Qui nell'Ade, un uccellino mi svela in preparazione una grande mostra monografica su Emilio Vedova, per i prossimi cent'anni
dalla nascita, curata da Baselitz, Celant e Gazzarri, tra Venezia, Milano e Parigi. Il venerato pittore veneziano tra l'altro
firmó costumi, scenografie e luci per il Prometeo di Luigi Nono: evento indimenticabile, alla Biennale di Venezia 1984, su
cui un mio collega deve davvero averci messo la coda, dal momento che non esiste più alcuna testimonianza video o audio del
famoso spettacolo. Cui toccò la stessa sorte di tutte le produzioni musicali, dalle origini all'800. Pensate cosa sarebbe
oggi poter sentire e vedere Bach all'organo, Chopin al pianoforte o Beethoven dirigere, al disastro che fu la generale del
Fidelio.
Il Prometeo, spettacolo innovativo, non opera lirica ma frammentazione musicale, “Tragedia dell'ascolto”, fu portato al successo
dalla presenza di un pugno di artisti, sotto l'ala protettrice di Carlo Fontana: la direzione di Claudio Abbado, i testi in
italiano, tedesco, greco antico di Massimo Cacciari, stavano tutti assieme a Vedova e Nono nella pancia della balena, come
novelli Giona.
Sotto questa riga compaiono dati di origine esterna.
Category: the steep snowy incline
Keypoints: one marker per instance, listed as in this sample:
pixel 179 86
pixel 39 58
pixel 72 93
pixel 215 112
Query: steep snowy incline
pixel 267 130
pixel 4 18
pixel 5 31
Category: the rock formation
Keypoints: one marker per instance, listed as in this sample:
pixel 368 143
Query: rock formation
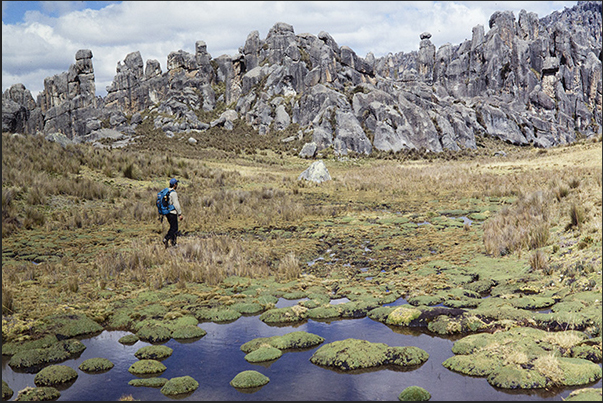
pixel 527 81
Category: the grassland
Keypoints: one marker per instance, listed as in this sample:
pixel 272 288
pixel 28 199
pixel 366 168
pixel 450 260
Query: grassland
pixel 80 227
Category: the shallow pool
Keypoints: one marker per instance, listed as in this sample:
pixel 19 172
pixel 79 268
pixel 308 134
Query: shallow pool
pixel 216 358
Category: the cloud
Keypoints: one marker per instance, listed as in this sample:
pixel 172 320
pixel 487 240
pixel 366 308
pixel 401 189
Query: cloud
pixel 47 39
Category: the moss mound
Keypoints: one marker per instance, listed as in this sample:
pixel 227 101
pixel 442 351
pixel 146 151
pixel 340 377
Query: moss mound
pixel 414 394
pixel 265 353
pixel 129 339
pixel 96 365
pixel 585 395
pixel 149 382
pixel 402 316
pixel 179 385
pixel 351 354
pixel 31 360
pixel 293 340
pixel 7 392
pixel 154 333
pixel 474 365
pixel 153 353
pixel 290 314
pixel 184 332
pixel 55 375
pixel 524 358
pixel 221 314
pixel 249 379
pixel 147 367
pixel 324 312
pixel 247 308
pixel 516 378
pixel 43 393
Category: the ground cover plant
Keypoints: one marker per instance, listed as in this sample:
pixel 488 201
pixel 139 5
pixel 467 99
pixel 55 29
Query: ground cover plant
pixel 82 252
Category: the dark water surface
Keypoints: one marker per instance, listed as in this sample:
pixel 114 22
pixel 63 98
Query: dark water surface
pixel 216 358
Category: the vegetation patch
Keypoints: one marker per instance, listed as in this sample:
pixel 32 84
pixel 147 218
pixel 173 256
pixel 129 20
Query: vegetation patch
pixel 249 379
pixel 66 326
pixel 43 393
pixel 264 353
pixel 154 333
pixel 414 394
pixel 154 382
pixel 146 367
pixel 55 375
pixel 153 353
pixel 293 340
pixel 188 332
pixel 34 359
pixel 7 392
pixel 179 386
pixel 351 354
pixel 129 339
pixel 221 314
pixel 289 314
pixel 585 395
pixel 96 365
pixel 523 358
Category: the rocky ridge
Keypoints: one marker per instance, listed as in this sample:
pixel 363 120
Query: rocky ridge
pixel 527 81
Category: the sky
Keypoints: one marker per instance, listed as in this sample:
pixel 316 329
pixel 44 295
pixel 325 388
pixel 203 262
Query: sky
pixel 40 38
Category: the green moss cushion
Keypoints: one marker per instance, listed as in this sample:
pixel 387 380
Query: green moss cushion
pixel 414 394
pixel 351 354
pixel 96 365
pixel 153 353
pixel 147 367
pixel 265 353
pixel 43 393
pixel 149 382
pixel 179 385
pixel 249 379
Renzo Piano aveva disegnato la grande arca lignea, che a diversi livelli interni posizionava gli esecutori.
Tra questi, alle percussioni a vetri, spuntava un giovane Carlo Boccadoro, odierno direttore di Sentieri Selvaggi, alcova
della contemporanea a Milano, in gara col Divertimento Ensemble di Sandro Gorli.
È opera dello stesso diavoletto se dell'arca oggi resta solo una parte semidistrutta?
Intanto, incredibile auditu, dagli anni Ottanta ad oggi le quotazioni delle opere di Vedova, pur con prezzi da 100 a 700mila
euro, sono rimaste al palo rispetto a coetanei americani di pari valore artistico, battute alle aste a prezzi decine di volte
superiori.
In compenso, una bella de consolatione per il nostro: una mostra con opere di Vedova inaugurerà nel 2020 la nuova ala del
Puškin di Mosca. Gaudeamus igitur, gaudeamus fratres.